ROME — A concert on Vatican grounds with immigrants and the homeless as VIP guests will be held in mid-May, the pope’s personal charitable office announced Thursday, in what amounts to the latest response to Francis’ insistence on making the poor a priority.
“Poverty, as Pope Francis has reminded us, calls us to spread hope,” Italian Rev. Diego Giovanni Ravelli said, explaining the reason behind the concert.
Called “With the Poor, for the Poor,” the concert will be held May 14 in the Vatican’s Paul VI hall where popes usually hold their weekly audiences during winter. The pontiff is not expected to attend, but it hasn’t been ruled out as a possibility.
The concert, which will be free, was organized by the official in charge of the pope’s personal charity work, Polish Archbishop Konrad Krajewski, as well as the chorus of the Diocese of Rome and other Roman charities. To sustain the work of the Papal Charity Office, however, those in attendance who can afford it will be invited to give a voluntary donation.
The organizers estimate that 1/3 of the 7,000 people the venue can accommodate will be “from the outskirts of society:” the poor, the homeless, and refugees.
The Rev. Camillo Ripamonti, from the Jesuit-run Center Astalli that tends to more than 21,000 refugees living in Rome, also is among the concert’s organizers. He said the initiative is a small way of accompanying, defending, and serving the most vulnerable, that “the throwaway society ignores.”

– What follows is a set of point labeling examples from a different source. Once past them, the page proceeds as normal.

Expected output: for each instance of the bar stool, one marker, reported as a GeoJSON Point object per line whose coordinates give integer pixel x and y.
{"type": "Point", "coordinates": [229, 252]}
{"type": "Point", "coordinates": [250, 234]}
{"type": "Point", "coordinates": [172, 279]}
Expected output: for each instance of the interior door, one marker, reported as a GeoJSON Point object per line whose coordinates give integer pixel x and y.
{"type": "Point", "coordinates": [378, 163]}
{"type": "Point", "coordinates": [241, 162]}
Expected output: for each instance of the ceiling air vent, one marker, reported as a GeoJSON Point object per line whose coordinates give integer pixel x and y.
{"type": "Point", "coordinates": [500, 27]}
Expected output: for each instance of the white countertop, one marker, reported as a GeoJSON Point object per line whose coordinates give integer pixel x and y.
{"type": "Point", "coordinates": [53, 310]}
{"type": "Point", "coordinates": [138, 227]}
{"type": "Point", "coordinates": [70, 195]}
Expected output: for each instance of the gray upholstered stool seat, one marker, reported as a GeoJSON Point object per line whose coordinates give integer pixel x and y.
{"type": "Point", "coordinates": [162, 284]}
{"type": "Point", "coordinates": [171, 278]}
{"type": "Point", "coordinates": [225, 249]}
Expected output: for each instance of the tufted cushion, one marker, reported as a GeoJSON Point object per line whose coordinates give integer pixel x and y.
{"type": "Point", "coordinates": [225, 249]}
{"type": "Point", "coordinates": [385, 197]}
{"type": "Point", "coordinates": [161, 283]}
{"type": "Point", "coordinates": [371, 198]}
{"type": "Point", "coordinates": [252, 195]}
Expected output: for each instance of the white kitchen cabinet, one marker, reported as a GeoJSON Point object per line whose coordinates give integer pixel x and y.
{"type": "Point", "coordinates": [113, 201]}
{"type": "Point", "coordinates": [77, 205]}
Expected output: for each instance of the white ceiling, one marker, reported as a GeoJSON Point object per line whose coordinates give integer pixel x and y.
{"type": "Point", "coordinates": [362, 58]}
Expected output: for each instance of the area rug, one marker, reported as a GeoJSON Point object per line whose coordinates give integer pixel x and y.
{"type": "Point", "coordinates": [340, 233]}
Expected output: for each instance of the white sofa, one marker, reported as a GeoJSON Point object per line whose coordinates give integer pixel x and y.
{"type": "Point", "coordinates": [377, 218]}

According to Ravelli, the Papal Charity Office handed out $1.6 million in 2014, a 25 percent increase from the previous year before and a number that continues to grow. In March alone, for example, the office handed out more than $300,000, “a figure that will surely be exceeded in the current month,” Ravelli said.
The money is distributed to refugees, families in need, foreign students, immigrants, the sick, the elderly, single mothers, orphans, and abandoned children. The help is requested via letters addressed to the pope.
Last year, more than 8,000 requests were processed, most of which came from Rome.
“The office practices every-day charity,” Ravelli said. “As Francis told the homeless visiting the Sistine Chapel last month, ‘It’s a caress. A small one, but a caress nonetheless’.”
Last March, as an initiative of the Papal Charity Office, a group of homeless visited the Vatican Museums. Towards the end of the exclusive tour, they were received by Pope Francis, who told them the Vatican “is their home.”
The money to sustain the office comes from different sources. Most of it stems from the sale of papal blessing scrolls, ordered from all over the world.
According to Ravelli, Francis gives his daily support to the office by delivering envelopes with money on a daily basis.
“He receives donations from those who visit him. He puts an ‘F’ on them and addresses them to our office,” he said. “It’s his way of making himself present.”
A third source of funding, Ravelli said, is the “Papal Lottery,” organized by the government of the Vatican City State. The first, organized last January, collected what Ravelli described as “a considerable sum that surpassed our expectations.”
A second lottery is currently ongoing, with a car that was donated to Francis as the main prize.
Ravelli added that, despite Francis asking for a more “hands-on” charitable office, the figure of the papal almoner is one of the oldest of the Roman Curia and it was just as active under his predecessors.